We introduce the Byte Latent Transformer (BLT), a new byte-level LLM architecture that, for the first time, matches tokenization-based LLM performance at scale with significant improvements in inference efficiency and robustness. BLT encodes bytes into dynamically sized patches, which serve as the primary units of computation. Patches are segmented dynamically based on the entropy of the next byte, allocating more compute and model capacity where increased data complexity demands it. We present the first flop controlled scaling study of byte-level models up to 8B parameters with 4T training bytes. Our results demonstrate the feasibility of scaling models trained on raw bytes without a fixed-vocabulary. Both training and inference efficiency improve due to dynamically selecting long patches when data is predictable, along with qualitative improvements on reasoning and long tail generalization. Overall, for fixed inference costs, BLT shows significantly better scaling than tokenization-based models, by simultaneously growing both patch and model size.
In short, DroidSpeak - making it so models communicate with each other without tokenization; Byte Latent Transformers - is also about abandoning tokens in favor of byte representations.

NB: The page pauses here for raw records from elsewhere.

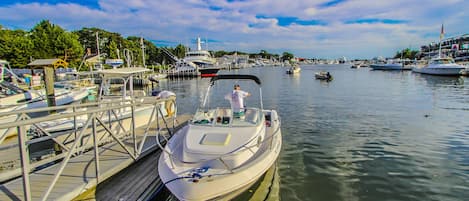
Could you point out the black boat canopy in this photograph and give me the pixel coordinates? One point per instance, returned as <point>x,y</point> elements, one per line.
<point>235,77</point>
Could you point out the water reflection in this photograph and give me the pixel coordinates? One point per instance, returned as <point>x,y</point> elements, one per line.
<point>367,135</point>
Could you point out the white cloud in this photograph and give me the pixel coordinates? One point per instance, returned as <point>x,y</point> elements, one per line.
<point>237,27</point>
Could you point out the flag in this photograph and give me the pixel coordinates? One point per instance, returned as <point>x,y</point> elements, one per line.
<point>442,33</point>
<point>455,47</point>
<point>1,72</point>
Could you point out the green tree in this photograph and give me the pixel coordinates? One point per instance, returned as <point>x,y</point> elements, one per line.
<point>51,41</point>
<point>15,47</point>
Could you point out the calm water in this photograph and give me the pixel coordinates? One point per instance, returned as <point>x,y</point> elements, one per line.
<point>366,135</point>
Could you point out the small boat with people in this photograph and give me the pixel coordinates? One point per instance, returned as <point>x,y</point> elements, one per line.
<point>392,65</point>
<point>294,69</point>
<point>441,66</point>
<point>223,150</point>
<point>323,75</point>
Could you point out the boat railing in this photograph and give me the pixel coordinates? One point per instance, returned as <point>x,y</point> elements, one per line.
<point>92,125</point>
<point>245,146</point>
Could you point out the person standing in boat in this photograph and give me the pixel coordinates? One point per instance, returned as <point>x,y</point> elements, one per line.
<point>236,99</point>
<point>169,104</point>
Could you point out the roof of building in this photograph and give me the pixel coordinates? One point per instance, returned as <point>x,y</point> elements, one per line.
<point>122,72</point>
<point>48,62</point>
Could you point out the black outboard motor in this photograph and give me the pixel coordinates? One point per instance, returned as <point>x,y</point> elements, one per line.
<point>155,92</point>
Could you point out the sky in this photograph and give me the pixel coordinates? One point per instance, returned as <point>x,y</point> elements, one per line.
<point>307,28</point>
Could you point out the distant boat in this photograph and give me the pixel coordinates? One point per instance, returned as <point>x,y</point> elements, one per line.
<point>323,75</point>
<point>294,69</point>
<point>203,60</point>
<point>391,65</point>
<point>441,66</point>
<point>221,153</point>
<point>357,65</point>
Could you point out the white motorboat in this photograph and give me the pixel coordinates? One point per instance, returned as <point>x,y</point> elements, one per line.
<point>391,65</point>
<point>323,75</point>
<point>105,97</point>
<point>35,99</point>
<point>218,154</point>
<point>355,65</point>
<point>441,66</point>
<point>294,69</point>
<point>203,60</point>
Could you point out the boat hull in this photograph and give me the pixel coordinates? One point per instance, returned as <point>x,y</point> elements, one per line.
<point>389,67</point>
<point>439,71</point>
<point>198,181</point>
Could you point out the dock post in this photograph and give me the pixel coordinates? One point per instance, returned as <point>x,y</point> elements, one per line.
<point>96,151</point>
<point>134,135</point>
<point>24,154</point>
<point>49,82</point>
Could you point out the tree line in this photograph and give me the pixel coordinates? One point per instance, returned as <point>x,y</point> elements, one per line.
<point>46,40</point>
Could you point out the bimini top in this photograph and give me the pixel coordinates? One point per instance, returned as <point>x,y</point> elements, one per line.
<point>235,77</point>
<point>124,72</point>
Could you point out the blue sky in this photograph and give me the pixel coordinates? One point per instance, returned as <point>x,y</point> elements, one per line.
<point>306,28</point>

Both approaches create a more "adequate" space for model reasoning, a less discontinuous space - got rid of tokens and "think" in continuous vectors!
In addition to this, continuing to train models on mainstream codebases with CRUDs and so on, as the practice has shown - doesn't increase the quality of either generated code or "thinking" at all (meaning from the point where we are already.)
On the other hand - training models in logical programming using a language like Prolog looks very, very promising.
I want to believe that these directions will be completed and won't die out. And this belief comes without much effort.